At the exit, he paused for a moment. ‘Count to 500, and then you may stand and continue with the party,’ he called over his shoulder.
As they started along the corridor, he was gratified to hear the murmur of 40 sophisticated voices counting out their numbers.
Fleur hugged his arm to show that she thought that he was the best of all possible men.
His gratification didn’t last long, as he soon saw one of the white-uniformed generals bustling along the corridor towards them, his ridiculously large and elaborate epaulettes brushing each wall as he passed.
‘Meldon there, good fellow. Good timing and all that. What’s this nonsense about a locked door that cannot be opened?'
‘If it can be opened, then it cannot be locked, if you don’t mind me pointing out the obvious to you, sir.’
‘What? I’ve never understood your accent, Meldon. Never.’
‘My accent, such as it is, sir, is local. Perhaps that is why you struggle to understand, sir.’
‘Struggle? I don’t ‘struggle,’ I just ignore you. Now, hand over the key and explain who is inside, there’s a good fellow.’
‘How do you know there’s anyone inside? It could be just an empty room.’
‘Well now, Meldon, tell me this, if you are as clever as you think. How does an empty room request freedom?’ The general clapped his hands together, as if he just won a battle of wits.
‘He called out? I told the guard not to leave the door, to be sure that it remains locked.’

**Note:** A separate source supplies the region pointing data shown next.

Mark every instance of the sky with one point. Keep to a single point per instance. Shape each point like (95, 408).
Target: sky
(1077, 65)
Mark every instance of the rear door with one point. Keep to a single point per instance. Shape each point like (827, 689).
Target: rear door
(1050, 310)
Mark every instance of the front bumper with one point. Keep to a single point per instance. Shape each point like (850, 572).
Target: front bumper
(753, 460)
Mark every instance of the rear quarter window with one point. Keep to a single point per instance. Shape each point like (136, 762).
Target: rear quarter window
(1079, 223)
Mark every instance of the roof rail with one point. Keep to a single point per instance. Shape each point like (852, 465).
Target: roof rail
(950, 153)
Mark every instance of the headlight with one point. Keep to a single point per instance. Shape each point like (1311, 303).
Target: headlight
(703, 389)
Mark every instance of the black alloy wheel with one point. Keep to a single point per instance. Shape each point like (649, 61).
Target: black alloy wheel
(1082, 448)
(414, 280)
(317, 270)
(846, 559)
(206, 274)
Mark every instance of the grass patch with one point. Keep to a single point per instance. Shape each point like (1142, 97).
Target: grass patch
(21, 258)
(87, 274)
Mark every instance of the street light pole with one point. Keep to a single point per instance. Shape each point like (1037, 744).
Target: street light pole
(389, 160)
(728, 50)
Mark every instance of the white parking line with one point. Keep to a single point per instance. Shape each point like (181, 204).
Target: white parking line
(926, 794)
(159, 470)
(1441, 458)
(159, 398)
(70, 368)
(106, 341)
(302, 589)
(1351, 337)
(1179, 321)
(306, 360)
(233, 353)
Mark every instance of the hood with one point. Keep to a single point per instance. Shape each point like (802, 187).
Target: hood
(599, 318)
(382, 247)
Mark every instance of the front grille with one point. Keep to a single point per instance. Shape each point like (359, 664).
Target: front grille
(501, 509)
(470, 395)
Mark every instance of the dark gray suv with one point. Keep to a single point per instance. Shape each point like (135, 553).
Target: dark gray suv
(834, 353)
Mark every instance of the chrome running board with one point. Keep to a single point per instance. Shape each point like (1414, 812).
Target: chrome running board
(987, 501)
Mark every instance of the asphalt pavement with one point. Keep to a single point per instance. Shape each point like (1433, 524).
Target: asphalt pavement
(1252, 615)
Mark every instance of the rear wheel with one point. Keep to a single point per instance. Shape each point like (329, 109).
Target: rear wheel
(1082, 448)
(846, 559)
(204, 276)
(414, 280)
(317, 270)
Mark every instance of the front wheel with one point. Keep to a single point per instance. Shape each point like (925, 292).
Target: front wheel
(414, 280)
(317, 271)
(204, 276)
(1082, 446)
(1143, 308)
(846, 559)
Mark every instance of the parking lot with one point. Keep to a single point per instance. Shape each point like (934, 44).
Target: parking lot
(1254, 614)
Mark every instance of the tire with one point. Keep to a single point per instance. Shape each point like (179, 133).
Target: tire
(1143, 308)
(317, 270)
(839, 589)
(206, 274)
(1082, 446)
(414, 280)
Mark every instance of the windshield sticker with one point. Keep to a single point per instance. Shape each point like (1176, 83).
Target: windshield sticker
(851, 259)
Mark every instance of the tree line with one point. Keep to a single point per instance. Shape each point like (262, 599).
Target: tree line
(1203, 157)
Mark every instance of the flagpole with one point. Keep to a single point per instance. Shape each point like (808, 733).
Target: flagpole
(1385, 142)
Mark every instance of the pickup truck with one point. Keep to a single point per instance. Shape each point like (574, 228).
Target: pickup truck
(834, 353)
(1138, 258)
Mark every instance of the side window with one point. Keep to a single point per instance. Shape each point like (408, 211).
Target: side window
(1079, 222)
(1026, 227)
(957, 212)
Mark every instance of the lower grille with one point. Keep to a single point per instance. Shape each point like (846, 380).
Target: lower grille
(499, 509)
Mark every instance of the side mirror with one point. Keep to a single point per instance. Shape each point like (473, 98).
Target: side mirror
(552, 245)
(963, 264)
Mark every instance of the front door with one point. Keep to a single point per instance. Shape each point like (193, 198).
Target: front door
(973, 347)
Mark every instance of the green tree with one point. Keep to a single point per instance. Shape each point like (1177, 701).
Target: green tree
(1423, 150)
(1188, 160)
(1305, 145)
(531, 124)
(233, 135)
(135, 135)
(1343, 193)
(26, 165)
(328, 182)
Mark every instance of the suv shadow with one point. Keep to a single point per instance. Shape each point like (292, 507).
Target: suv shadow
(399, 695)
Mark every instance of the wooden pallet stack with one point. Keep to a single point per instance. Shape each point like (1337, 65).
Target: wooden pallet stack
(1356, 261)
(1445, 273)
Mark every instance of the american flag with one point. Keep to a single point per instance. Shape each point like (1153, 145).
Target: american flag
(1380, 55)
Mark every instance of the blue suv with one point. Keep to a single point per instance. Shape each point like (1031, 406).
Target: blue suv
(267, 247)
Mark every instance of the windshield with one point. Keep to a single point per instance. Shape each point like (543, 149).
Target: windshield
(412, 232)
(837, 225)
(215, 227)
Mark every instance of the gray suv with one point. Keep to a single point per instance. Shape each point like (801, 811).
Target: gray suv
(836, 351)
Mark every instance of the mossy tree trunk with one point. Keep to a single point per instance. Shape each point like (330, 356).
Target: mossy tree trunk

‘So he told me, Meldon, but you are merely a steward, and you have no authority over the guards. So, give me the key, and then you can run along and make us all a nice cup of tealeaf, what do you say, young lady?’
His eyes had just found Fleur standing behind Meldon, and they very much liked what they saw.
‘Are you new to court, my dear? I don’t believe,‘ he licked his lips, and his pink tongue lingered for a moment before he continued. ‘No, I don’t believe I have seen you before; not at all, I would hardly have forgotten you, my dear.’